This isn’t a story about a bicycle, although it is understandable how people might get that impression.
I was there in July of 1969, when my friend Derrick (not his real name) received the most awesome birthday gift any nine-year-old ever received; a Schwinn Orange Krate bicycle, similar to the one in the photo. His was even cooler. It had the springer fork, and the 16” front wheel let him ride wheelies up and down the street with ease. But the gear-shifter that looked like it came out of a hotrod was simply the coolest thing in the history of ever.
Everyone but me was clamoring to get a turn to try riding a wheelie. My family had a rule that no one played with someone else’s toys on the first day, and I was abiding by that, even if it made the other guys think I was chicken.

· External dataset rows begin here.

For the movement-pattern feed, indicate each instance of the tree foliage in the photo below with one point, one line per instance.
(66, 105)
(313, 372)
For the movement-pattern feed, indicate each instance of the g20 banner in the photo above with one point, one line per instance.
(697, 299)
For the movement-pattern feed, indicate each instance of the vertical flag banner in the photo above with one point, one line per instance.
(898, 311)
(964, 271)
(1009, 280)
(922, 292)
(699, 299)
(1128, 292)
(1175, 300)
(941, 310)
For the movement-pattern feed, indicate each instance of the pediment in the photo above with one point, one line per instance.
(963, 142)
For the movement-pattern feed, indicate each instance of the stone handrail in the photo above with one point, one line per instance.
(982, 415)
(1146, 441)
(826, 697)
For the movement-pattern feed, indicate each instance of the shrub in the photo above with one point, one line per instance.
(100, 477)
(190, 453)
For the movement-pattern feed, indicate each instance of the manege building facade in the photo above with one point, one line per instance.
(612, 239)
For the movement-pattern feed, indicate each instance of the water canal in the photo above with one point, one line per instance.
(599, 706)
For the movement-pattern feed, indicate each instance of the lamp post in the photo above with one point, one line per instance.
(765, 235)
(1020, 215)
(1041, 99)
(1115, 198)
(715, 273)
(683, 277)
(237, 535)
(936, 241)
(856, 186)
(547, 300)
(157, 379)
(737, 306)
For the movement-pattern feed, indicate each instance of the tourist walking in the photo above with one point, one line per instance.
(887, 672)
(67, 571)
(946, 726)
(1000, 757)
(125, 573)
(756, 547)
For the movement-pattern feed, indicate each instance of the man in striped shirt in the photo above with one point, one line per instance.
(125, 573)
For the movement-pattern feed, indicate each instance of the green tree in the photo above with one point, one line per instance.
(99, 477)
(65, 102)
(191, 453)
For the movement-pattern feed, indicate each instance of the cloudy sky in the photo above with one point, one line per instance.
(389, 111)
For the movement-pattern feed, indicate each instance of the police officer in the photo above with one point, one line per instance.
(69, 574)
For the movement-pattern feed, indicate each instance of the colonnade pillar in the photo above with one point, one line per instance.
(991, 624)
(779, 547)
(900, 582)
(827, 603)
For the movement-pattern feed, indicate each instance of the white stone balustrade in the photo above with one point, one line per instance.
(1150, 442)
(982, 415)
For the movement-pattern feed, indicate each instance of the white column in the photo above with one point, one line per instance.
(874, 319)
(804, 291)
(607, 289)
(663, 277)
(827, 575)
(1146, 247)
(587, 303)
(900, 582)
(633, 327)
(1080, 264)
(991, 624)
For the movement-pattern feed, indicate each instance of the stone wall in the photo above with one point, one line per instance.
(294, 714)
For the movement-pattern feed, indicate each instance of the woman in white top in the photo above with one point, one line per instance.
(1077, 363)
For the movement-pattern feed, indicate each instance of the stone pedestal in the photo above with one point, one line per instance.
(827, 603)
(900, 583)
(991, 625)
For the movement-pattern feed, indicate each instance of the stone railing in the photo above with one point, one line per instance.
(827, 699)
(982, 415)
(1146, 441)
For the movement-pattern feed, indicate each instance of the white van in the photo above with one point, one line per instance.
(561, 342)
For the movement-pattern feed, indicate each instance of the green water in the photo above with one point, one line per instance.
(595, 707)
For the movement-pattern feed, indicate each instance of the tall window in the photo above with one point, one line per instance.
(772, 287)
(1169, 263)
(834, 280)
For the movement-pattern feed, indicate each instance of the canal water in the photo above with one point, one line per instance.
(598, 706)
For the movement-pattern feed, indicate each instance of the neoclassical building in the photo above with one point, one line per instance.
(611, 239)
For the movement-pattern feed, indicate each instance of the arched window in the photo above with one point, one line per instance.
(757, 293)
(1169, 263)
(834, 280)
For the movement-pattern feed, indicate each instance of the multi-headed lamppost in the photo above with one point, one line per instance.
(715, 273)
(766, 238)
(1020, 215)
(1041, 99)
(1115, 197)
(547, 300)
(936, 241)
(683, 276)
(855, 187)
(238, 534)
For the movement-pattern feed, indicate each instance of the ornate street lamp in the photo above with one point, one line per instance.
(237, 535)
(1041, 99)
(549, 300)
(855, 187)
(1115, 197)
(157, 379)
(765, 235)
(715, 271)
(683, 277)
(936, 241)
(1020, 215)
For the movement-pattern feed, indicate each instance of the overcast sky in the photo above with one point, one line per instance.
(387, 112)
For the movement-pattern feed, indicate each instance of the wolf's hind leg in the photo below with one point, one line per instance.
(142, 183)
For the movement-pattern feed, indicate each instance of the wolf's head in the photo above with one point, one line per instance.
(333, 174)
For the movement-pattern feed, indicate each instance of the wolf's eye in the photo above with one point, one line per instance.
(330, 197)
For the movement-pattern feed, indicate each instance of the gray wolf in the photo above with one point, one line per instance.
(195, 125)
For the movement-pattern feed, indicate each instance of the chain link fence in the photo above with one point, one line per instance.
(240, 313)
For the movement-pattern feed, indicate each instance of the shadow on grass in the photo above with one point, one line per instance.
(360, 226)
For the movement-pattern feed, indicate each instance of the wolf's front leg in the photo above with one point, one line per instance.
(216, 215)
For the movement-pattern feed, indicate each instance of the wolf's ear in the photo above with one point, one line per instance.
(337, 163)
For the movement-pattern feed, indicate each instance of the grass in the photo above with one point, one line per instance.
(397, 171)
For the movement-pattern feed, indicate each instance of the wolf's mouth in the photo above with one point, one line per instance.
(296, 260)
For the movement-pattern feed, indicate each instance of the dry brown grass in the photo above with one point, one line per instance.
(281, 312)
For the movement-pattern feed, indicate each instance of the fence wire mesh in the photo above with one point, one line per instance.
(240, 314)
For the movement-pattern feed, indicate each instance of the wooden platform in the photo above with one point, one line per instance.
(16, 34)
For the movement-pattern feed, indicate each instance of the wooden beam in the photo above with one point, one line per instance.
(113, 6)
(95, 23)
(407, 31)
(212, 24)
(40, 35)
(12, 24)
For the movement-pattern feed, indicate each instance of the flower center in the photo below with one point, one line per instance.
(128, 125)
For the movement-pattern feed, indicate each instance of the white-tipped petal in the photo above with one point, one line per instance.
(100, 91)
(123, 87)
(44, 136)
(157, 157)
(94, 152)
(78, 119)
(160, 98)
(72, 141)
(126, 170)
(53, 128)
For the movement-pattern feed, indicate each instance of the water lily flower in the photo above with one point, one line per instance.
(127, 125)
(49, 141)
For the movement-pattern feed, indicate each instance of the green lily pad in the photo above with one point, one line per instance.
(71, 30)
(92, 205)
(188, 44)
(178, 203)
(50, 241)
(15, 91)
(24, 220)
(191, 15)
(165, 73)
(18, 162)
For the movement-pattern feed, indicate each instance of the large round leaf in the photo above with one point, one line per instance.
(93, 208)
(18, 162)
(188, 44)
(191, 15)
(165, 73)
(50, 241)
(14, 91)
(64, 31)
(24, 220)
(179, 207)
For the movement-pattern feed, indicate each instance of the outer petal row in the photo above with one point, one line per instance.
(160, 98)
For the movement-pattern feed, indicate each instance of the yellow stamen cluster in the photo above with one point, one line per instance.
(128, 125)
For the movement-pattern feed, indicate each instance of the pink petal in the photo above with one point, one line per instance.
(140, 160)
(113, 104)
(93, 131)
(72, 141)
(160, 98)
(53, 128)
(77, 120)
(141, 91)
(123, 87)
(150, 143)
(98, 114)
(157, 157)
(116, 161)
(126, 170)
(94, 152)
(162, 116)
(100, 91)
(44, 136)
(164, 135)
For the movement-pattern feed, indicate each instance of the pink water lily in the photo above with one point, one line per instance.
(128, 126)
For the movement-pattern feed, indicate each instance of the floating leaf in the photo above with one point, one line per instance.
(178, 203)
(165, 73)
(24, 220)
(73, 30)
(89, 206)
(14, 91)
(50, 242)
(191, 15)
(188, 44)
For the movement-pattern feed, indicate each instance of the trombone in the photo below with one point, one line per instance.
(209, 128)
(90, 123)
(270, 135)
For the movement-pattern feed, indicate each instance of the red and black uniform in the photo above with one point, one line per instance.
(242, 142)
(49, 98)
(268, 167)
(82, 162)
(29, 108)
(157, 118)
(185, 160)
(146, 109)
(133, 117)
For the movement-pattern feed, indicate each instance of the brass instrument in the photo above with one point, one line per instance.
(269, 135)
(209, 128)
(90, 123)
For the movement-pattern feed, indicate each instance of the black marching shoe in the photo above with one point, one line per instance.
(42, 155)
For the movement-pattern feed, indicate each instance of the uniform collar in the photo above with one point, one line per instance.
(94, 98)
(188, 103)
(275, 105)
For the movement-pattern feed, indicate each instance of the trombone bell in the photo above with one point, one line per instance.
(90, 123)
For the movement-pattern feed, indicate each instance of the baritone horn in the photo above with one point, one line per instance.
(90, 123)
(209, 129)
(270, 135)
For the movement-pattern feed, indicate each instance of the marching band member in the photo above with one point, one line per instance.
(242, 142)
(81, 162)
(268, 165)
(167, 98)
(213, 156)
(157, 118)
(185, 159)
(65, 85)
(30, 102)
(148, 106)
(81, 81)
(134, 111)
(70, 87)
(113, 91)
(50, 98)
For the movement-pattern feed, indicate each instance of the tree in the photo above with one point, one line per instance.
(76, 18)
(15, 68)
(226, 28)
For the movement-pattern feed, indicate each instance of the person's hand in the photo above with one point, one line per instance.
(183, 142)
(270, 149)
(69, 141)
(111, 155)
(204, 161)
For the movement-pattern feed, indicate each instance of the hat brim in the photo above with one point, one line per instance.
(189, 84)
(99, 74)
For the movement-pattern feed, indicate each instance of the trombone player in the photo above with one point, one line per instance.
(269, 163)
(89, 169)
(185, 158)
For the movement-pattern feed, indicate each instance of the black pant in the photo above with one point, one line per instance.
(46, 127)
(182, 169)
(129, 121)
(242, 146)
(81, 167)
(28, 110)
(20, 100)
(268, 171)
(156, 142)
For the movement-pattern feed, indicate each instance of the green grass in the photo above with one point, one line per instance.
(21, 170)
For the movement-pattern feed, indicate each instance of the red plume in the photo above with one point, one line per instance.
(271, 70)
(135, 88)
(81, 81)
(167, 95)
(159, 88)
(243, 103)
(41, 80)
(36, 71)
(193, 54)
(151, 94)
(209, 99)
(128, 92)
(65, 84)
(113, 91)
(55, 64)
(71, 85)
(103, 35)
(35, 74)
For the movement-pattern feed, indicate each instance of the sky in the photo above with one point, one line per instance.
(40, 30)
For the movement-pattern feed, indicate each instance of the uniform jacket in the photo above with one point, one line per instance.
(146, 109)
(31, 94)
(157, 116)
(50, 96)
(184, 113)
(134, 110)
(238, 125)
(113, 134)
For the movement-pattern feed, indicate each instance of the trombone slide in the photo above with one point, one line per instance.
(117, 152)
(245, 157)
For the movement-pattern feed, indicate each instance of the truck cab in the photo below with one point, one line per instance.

Derrick was definitely the coolest kid in town that summer, riding his shiny bike all around and doing wheelies on demand.
Derrick was never the smartest kid, but he was friendly and generous, never hesitating to let someone try out his bike, or loan them a pencil or a jacket, or help yours truly off the baseball field with an ankle sprain. He was well-liked.
The years moved on, and it became apparent that Derrick wasn’t just “slow” — the word we used in those days for kids who couldn’t succeed in a normal public school classroom — but was “challenged.” Derrick probably shouldn’t have been in the regular classroom, but should have been in a Special Education environment. I don’t know why my school district did things the way they did; I was just a kid, but Derrick and a handful of other kids sat in school every day, falling further and further behind. There is no way they were passing the tests, but they moved up a grade each year. Maybe his parents wanted him in an environment with more kids and more friends, maybe the administrators didn’t know about resources that were available, maybe the school board said they couldn’t afford it, I just don’t know.
By eight years after Derrick received his Orange Krate, most of us had driver’s licenses and many of us were driving a family car, or even their own car to the high school, which was five miles outside of town. I was driving a rusted Pontiac Firebird with 130,000 miles on it, that I bought with $300 I had earned washing dishes and busing tables. Kids who weren’t “cool” had to ride the bus, and that included Derrick. In town, many of us still rode bicycles, but we had moved on to “ten-speeds” and twelve-speeds and racing bicycles. But bikes weren’t really cool anymore, and kids who rode bikes were kind of sneered at. And kids who still rode bikes with little bitty wheels; well, they were called lots of unpleasant names.
Derrick was still the same friendly, generous soul he had been at nine, but all of us had changed — not uniformly for the better. Whereas we might have sought him out that summer he was nine, in the hope we could ride wheelies with him on his cool bike; at 17, no one wanted to hang out with the slow kid, and the fact that he was still riding a little kid’s bike to the Post Office or grocery store made him seem pathetic to us. I will never claim that I wasn’t an asshole as a teen.
Three years after that, we were out of high school, and half of us had left that small town; gone away to college, or the military, or a job in the city. Only the farmers stuck around, and young adults with “no prospects” like Derrick. But as luck would have it, the 163-year-old high school janitor (age unverified) that had been nicknamed “pH” because his personality was so acidic, finally retired. Derrick’s dad was a cop, and he knew how to network, and he finagled the assistant janitor job for Derrick. I was living far away by then, and didn’t have a chance to talk to Derrick about it*, but a mutual friend told me how proud Derrick was to be holding a job and making his own money. He kept his uniform spotless.
Just after Christmas, 1979, the town received a big snowfall. The two janitors were scheduled to do some cleaning and maintenance on the furnace over the Christmas break, while the kids were away. Derrick’s cheap old heap of a car had broken down, and his boss told him he could just stay home. But Derrick was still new to the job, and felt he owed his employer and the kids his loyalty, so he bundled up as best he could, and wheeled his Orange Krate with its little bitty wheels out of the garage, and started pedaling the five and a half miles from his parent’s home to the school.
The county had plowed the road north past the high school overnight. There were towering banks of plowed snow on both sides of the road. And being so low to the ground on his little bike, Derrick rode along, unseen to a driver coming up from behind on a slight curve. He was pronounced dead at the scene.
It was another hard reminder of our mortality, something you really need at 19, no matter how unpleasant it is. He wasn’t even the first of our tiny graduating class to die, by a long shot. Alcohol and fast cars and rage had already claimed two of us; Derrick was the third.
So in the final analysis, what was the bike? Was it the best gift ever, showing how awesome his parents were? Was it the symbol of his deficiencies and how far he was falling behind his peers? Was it a cruel cosmic joke; heaven and hell welded together into an orange frame? Was it the object of his demise? These are questions that I am willing to waste my time on, and not pretend to have answers to. But one thing I do know; I don’t miss the bike, I miss Derrick and often think of him this time of year.
*Younger readers may need to reminded that cell phones did not exist then. There was not even a phone on my floor in the dorm.